I’m often asked, “Do you speak Indonesian?”and I answer, “Yup, both Indonesian and Balinese.” More often than not, the reaction is: “Ooooh, they’re two different languages?” They are indeed. And the word ‘siap’ is an example of just how different the languages can be.
In Indonesian siap literally means ‘ready’, but it can also be a way of expressing agreement, just like saying “OK”, “I’m on to it” or something along those lines. I’ve noticed that siap has gained popularity in colloquial speech over the past few years and it has become a stock phrase, so much so that it has its meme variations like “Shiiiii-appp” heard on Indonesian comedy shows (and must be pronounced with the correct intonation and slightly effeminate gait to pull it off effectively). There are also spelling variants in messaging such as ‘siyap’ or ‘syap’ as well as siap komandan meaning ‘Yes leader / commando’ and siap bos meaning ‘Yes bos’. Indonesians love playing on the whole “big boss and lil guy” dichotomy, so this phrase is meant both literally and sarcastically (although sarcasm – it has to be said – is not an Indonesian forte and is often misunderstood).
If you use repeat siap in short fire succession, siap-siap means to get ready. You can use it in the imperative too: “Siap-siap ya” to mean “Get ready.”
Siap in Balinese has an entirely different meaning altogether: it means ‘chicken’! You couldn’t get much different, right?
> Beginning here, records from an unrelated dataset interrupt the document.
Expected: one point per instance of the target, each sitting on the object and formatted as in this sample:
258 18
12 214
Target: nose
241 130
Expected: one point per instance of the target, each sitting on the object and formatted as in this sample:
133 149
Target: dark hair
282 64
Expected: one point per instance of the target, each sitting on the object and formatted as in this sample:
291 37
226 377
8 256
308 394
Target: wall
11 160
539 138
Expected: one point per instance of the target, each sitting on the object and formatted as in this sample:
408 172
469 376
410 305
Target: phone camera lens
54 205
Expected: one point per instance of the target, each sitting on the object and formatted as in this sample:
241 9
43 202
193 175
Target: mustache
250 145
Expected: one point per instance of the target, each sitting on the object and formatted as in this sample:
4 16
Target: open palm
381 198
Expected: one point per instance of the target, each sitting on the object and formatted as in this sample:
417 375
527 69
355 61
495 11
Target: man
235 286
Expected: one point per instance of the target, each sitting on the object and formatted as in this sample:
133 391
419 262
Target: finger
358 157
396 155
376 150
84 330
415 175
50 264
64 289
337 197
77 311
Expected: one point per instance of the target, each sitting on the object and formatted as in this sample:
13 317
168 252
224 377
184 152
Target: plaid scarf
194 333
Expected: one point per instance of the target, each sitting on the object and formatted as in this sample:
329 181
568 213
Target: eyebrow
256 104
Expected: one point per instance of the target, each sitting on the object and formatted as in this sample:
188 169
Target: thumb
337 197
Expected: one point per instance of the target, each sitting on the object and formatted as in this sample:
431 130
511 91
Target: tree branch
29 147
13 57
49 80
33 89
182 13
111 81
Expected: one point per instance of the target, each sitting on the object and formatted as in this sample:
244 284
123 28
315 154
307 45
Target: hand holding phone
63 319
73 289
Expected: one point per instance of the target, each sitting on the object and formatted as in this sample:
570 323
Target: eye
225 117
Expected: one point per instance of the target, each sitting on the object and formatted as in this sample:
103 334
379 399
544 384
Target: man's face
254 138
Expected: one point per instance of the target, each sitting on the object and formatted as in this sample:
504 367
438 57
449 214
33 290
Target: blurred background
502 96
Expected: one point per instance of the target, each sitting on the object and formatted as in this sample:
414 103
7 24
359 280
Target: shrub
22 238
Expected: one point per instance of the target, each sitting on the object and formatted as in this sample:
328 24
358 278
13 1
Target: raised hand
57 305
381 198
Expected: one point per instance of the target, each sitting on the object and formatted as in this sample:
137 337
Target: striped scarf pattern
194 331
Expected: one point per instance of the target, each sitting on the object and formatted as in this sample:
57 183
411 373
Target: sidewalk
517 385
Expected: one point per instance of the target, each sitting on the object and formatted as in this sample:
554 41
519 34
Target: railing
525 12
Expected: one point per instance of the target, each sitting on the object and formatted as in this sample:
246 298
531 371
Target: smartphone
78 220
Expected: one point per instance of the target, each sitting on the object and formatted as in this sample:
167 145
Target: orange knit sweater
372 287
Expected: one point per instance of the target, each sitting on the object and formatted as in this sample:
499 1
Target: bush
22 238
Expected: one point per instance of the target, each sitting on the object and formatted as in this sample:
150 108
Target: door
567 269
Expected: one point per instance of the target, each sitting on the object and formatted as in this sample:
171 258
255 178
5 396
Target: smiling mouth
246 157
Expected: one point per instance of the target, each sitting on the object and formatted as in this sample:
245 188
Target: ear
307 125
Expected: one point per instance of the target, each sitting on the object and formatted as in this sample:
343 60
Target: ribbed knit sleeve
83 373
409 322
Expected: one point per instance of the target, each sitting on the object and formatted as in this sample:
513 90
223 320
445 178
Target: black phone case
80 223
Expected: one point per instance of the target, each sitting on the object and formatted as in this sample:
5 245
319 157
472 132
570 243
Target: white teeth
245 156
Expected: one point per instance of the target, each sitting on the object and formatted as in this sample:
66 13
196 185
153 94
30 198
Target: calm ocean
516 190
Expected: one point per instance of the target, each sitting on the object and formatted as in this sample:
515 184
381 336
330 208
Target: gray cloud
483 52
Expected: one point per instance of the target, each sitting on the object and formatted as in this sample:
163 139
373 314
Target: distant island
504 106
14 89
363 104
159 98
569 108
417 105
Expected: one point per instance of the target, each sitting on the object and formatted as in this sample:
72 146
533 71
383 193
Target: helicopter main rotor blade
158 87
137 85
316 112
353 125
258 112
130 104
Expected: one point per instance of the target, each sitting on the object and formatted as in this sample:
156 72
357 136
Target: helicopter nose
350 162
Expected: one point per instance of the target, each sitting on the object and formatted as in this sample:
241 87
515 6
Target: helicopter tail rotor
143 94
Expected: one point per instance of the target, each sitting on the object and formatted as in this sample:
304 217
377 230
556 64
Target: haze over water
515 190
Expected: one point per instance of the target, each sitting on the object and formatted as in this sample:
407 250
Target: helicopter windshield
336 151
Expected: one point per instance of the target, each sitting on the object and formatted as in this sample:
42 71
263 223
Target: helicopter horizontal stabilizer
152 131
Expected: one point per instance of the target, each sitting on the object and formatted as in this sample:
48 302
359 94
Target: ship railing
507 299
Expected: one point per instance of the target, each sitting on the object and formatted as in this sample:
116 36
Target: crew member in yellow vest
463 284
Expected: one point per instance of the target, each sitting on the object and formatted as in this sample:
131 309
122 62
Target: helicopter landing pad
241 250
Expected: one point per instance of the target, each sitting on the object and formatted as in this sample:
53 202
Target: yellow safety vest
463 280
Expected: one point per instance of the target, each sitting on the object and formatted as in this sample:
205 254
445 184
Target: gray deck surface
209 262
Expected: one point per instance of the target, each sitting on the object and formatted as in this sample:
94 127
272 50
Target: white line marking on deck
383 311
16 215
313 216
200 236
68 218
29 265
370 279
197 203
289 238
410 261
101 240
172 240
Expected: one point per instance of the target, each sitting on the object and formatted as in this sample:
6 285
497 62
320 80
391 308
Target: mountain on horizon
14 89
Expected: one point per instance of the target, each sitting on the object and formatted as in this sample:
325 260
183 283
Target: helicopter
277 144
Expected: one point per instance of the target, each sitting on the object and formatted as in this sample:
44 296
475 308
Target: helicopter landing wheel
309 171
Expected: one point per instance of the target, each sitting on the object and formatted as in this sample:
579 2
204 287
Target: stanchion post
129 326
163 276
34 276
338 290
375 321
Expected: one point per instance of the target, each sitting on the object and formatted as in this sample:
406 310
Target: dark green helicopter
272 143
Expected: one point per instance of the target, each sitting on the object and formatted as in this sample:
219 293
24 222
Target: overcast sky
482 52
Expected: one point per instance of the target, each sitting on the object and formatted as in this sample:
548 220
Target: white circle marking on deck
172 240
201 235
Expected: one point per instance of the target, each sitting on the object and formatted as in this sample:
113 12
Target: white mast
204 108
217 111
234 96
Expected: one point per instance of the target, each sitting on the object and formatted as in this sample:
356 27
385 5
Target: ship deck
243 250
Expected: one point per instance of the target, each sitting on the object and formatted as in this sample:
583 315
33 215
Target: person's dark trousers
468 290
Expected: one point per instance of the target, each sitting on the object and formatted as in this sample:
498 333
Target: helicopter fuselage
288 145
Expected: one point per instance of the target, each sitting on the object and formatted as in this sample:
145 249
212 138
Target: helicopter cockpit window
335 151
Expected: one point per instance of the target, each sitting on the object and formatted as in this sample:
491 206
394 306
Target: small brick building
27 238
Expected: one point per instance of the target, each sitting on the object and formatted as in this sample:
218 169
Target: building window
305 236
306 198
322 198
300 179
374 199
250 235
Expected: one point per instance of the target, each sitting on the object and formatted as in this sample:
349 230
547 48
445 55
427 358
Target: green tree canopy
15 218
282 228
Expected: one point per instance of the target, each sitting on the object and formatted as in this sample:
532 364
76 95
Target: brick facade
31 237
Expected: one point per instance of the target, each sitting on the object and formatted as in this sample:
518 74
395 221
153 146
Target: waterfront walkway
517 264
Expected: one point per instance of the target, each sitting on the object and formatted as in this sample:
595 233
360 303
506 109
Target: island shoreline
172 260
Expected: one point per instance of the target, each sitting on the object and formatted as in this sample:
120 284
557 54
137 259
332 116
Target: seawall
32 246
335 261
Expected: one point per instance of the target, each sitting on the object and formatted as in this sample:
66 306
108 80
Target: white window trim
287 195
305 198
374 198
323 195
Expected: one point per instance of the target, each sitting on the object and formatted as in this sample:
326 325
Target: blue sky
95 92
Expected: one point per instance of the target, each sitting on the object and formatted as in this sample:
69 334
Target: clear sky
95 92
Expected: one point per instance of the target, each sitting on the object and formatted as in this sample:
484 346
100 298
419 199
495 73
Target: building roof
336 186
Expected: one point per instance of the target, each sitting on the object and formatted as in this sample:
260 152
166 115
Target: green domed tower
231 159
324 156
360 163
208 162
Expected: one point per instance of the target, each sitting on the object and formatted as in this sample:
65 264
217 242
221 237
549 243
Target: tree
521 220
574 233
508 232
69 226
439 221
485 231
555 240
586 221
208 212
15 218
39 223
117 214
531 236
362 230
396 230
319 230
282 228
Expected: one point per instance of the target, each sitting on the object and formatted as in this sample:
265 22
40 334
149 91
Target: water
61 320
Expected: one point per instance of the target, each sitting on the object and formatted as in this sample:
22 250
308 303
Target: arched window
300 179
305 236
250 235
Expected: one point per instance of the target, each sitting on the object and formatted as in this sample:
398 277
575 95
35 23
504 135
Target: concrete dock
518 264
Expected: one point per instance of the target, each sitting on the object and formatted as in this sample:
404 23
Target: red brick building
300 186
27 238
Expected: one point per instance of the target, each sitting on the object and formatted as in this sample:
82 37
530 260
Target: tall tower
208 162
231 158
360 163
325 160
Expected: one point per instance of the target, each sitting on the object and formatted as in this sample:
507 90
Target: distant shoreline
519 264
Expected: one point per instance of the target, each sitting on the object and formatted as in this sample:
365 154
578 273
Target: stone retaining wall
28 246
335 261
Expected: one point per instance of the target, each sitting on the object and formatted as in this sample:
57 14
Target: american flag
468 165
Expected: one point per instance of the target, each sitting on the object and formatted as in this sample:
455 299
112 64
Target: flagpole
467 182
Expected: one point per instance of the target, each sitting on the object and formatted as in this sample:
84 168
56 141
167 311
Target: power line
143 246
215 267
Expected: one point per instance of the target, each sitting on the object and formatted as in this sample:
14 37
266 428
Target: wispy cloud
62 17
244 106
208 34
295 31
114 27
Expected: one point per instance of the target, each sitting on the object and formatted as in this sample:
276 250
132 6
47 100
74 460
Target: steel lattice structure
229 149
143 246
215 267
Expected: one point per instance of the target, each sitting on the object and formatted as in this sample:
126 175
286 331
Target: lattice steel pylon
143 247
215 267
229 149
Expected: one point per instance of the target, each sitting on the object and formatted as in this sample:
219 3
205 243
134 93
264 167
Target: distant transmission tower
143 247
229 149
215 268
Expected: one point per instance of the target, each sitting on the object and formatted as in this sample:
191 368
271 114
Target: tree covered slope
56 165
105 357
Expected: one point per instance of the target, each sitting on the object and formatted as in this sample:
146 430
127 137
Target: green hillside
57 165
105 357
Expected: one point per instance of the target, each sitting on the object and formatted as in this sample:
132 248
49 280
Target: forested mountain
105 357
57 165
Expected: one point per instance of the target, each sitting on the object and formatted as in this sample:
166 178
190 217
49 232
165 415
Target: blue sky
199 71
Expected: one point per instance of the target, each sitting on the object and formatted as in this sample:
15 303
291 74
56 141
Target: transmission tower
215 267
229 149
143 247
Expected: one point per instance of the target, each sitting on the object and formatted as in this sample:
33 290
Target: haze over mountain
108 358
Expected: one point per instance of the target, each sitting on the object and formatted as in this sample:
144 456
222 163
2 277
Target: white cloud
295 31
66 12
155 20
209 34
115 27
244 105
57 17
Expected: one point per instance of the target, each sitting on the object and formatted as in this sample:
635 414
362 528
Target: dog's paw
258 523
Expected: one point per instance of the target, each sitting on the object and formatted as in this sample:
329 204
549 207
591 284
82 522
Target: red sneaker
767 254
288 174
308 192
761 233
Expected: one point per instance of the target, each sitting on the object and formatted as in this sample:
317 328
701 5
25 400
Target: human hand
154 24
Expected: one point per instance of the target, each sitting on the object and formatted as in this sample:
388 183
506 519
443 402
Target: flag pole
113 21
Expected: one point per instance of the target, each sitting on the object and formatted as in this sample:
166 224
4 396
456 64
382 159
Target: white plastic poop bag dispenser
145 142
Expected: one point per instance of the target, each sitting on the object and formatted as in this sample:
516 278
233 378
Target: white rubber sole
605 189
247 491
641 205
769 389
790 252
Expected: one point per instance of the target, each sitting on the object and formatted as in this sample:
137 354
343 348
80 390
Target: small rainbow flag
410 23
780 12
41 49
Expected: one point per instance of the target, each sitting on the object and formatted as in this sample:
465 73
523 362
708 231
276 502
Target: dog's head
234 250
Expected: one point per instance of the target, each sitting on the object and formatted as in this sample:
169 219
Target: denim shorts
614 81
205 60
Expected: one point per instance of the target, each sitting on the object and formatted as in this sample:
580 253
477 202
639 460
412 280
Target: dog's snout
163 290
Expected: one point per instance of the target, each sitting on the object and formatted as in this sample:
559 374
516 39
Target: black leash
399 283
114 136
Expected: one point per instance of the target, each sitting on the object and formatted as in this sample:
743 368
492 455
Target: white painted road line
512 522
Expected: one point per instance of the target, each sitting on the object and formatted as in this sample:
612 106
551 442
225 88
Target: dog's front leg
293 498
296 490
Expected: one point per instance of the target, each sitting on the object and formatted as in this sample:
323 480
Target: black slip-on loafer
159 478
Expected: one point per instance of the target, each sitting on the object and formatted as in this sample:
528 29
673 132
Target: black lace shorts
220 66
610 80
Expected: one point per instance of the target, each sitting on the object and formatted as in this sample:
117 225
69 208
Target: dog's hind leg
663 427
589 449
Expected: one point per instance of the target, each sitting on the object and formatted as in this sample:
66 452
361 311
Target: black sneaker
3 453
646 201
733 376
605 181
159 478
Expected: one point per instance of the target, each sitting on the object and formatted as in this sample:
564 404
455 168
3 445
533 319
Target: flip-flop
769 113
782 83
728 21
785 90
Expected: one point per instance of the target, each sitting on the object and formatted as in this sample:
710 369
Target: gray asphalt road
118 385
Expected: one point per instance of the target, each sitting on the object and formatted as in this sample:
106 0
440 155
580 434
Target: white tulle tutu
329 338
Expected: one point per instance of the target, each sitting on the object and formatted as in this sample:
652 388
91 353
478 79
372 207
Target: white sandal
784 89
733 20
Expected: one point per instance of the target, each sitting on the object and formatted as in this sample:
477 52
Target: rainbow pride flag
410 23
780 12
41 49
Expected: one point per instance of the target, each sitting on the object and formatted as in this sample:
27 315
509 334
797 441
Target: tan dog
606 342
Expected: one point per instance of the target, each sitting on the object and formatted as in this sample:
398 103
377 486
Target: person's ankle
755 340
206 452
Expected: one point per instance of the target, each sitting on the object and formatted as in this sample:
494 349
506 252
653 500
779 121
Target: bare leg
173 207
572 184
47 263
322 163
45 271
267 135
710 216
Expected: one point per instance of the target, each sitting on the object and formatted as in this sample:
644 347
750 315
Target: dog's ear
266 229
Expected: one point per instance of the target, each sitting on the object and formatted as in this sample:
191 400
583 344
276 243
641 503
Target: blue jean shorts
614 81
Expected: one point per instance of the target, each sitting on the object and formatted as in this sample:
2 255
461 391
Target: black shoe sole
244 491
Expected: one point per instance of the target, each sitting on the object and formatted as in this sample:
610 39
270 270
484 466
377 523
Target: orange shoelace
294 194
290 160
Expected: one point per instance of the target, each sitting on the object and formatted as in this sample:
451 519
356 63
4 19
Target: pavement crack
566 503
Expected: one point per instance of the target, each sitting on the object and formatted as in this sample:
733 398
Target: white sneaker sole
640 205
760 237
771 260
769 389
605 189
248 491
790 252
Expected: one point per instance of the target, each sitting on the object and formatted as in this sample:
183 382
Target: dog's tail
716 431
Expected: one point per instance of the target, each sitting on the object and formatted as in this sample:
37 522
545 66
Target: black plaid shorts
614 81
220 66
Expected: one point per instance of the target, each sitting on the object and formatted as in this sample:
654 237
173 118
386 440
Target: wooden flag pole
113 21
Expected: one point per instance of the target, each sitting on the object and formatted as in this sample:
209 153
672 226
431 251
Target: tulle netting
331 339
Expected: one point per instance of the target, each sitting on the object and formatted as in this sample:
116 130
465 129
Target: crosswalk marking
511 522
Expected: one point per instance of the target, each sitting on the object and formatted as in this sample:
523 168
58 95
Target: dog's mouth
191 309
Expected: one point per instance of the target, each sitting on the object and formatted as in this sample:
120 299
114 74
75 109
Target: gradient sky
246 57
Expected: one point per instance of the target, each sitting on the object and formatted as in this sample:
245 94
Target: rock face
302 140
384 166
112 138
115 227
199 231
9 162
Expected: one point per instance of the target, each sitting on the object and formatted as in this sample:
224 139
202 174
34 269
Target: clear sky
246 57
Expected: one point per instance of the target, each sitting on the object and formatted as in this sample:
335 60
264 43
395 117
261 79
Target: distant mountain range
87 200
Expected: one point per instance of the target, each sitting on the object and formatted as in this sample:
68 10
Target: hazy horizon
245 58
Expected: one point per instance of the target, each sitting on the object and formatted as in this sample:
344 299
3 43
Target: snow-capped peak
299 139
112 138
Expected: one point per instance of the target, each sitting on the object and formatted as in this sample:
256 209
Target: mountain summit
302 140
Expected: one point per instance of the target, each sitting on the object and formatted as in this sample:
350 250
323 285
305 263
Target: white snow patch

To those in the know, you can slip this word into a joke by saying: “Sudah siap, belum bebek” (I’m already ready / a chicken but not yet a duck) or asking someone, “Sudah ayam Bali?” to mean “Are you ready?”
Indonesians love plays on words – once you’ve mastered Indonesian, and particularly Balinese, you can slip these word plays into conversation: they’ll love you for it and Balinese people will be impressed that you understand the differences in meaning of the same word in two completely different languages that most people on this island speak with ease every day.